Joe Dunthorne & Philip Hensher talk to John Mullan

Two of our most brilliant young novelists discuss their most recent books with the academic and critic John Mullan.

Philip’s novel The Friendly Ones depicts multicultural life in Sheffield while Joe’s novel The Adulterants describes the lives of twenty-somethings in London who don’t want to grow up. Philip has in the past been shortlisted for the Man Booker Prize, and Joe’s first novel Submarine was turned into a critically-acclaimed film.

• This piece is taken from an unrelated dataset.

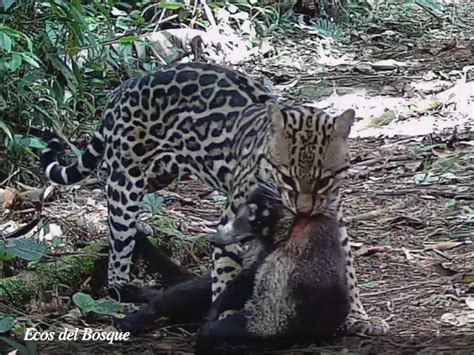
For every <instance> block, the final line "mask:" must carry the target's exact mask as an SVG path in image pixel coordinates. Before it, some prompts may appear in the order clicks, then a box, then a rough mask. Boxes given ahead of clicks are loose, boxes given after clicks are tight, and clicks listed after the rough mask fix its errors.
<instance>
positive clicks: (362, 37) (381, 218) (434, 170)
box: [1, 12, 474, 353]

“Dunthorne is a superbly economical writer, and one with a poet’s sensibility. He is also properly funny. There are several snort-through-your-nose moments. But throughout, the novel’s comedy is always balanced by insight and poignancy

The Observer

Hensher is gifted with a great virtuosity and a relentless intelligence

The Guardian

Joe Dunthorne

Joe Dunthorne was born and brought up in Swansea. He is the author of Submarine, which has been translated into fifteen languages and made into an acclaimed film directed by Richard Ayoade, and Wild Abandon, which won the 2012 Encore Award. A collection of his poetry is published as Faber New Poets 5. He lives in London and The Adulterants is his third novel.

Philip Hensher

Philip Hensher was born in London in 1965. He was educated at Oxford and Cambridge, where he wrote a PhD on eighteenth-century English painting and satire. From 1990 to 1996 he was a House of Commons clerk. His books include Other Lulus (1994), Kitchen Venom (1996), which won the Somerset Maugham award, Pleasured (1998), The Bedroom of the Mister’s Wife (1999), The Mulberry Empire (2002), The Fit (2005), The Northern Clemency (2008), which was shortlisted for the 2008 Man Booker Prize, King of the Badgers (2011) and Scenes From Early Life (2012), which won the 2013 Royal Society of Literature Ondaatje Prize and The Friendly Ones (2018). His collection of stories, Tales of Persuasion, was published by 4th Estate in 2016. Hensher edited The Penguin Book of the British Short Story Volume I & II, published in 2015 and The Penguin Book of the Contemporary British Short Story published in 2018. His most recent novel, A Small Revolution in Germany, was published by 4th Estate in 2020. He also wrote a libretto to Thomas Ades’ opera, Powder Her Face (1995), which has been performed across the world, recorded by EMI and filmed by Channel Four. He is a regular contributor to The Spectator, The Independent, and other English newspapers. Hensher was made a fellow of the Royal Society of Literature in 1998, and is on the Council of the Society. He is Professor of Creative Writing at Bath Spa University and lives in London.

John Mullan

John Mullan studied for his BA and PhD at the University of Cambridge. He was a Research Fellow at Jesus College, Cambridge and a Lecturer at Fitzwilliam College, Cambridge, before coming to UCL in 1994. He has been Professor of English since 2005, and was appointed Lord Northcliffe Chair of Modern English Literature from 1st October 2016. He was General Editor of the Pickering & Chatto series Lives of the Great Romantics by Their Contemporaries, and Associate Editor for the Oxford Dictionary of National Biography. He is a regular TV and radio broadcaster and a literary journalist; he writes on contemporary fiction for the Guardian and was a judge for the 2009 Man Booker Prize.